Ford wins hotly contested Ontario PC party leadership race

Ontario Premier Doug Ford, leader of the Progressive Conservative Party of Ontario, has won the party’s leadership race, beating out his challenger John Tory in a hotly contested contest.

The Ontario PC party, whose roots run deep in Canada’s Conservative Party, was at the helm of a coalition that held 39 of Canada’s 78 seats in the House of Commons in the October 2015 national election.

The expectation had been that Progressive Conservative leader Patrick Brown, who became the party’s leader in 2015, would run for the Conservative party leadership this year, yet weeks later he resigned amid allegations of sexual misconduct.
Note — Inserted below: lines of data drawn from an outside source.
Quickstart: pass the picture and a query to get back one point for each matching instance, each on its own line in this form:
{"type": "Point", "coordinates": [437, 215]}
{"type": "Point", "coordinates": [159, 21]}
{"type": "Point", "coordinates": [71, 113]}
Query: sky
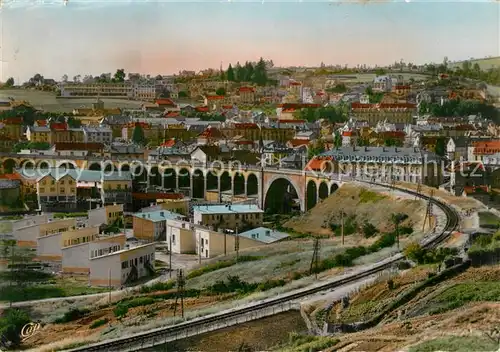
{"type": "Point", "coordinates": [162, 37]}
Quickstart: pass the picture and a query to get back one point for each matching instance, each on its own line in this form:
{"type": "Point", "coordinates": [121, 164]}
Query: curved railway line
{"type": "Point", "coordinates": [158, 336]}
Brown denied the allegations, but soon after, his only candidate for the leadership, Tanya Granic Allen, did the same. Granic Allen was removed from the party as a result.

The Liberal party controlled 53 seats in the Ontario provincial parliament, and the NDP had 17 seats in the legislature. It’s likely that both will need to see their majority governments vote together to maintain control of the province’s legislature.

READ MORE: Ford vows end to gravy train in Ontario if he is elected PM

It’s also likely the Liberals will be required to bring in any legislation that it takes an attempt by Mr. Ford to undo, similar to what Prime Minister Justin Trudeau did to the Quebec government after it installed unpopular provincial premiers in other provinces.

Mr. Ford’s government could confront its own economic problems as well: Ontario’s unemployment rate of 6.5 percent is lower than Canada’s national unemployment rate of 7.3 percent, but Ontario is scheduled to borrow $12.4 billion this year, according to a recent report by the International Monetary Fund.

Ontario’s oil industry also suffered as a result of the decision by the province’s Liberal government to impose cap-and-trade programs, which brought in taxes on gasoline, electricity and coal-fired electricity generation to fund government-controlled environmental programs.

READ MORE: Ford dismissed from Tory leadership race, then named Tory leader

A separate “carbon tax” of $20.50 a ton on gasoline, once imposed, caused gasoline prices to rise by 28 cents a litre in 2015.

As a result, economic growth slowed to just 0.3 percent, according to the IMF.

The Ford government will also face a number of challenges in the way of education and funding for healthcare.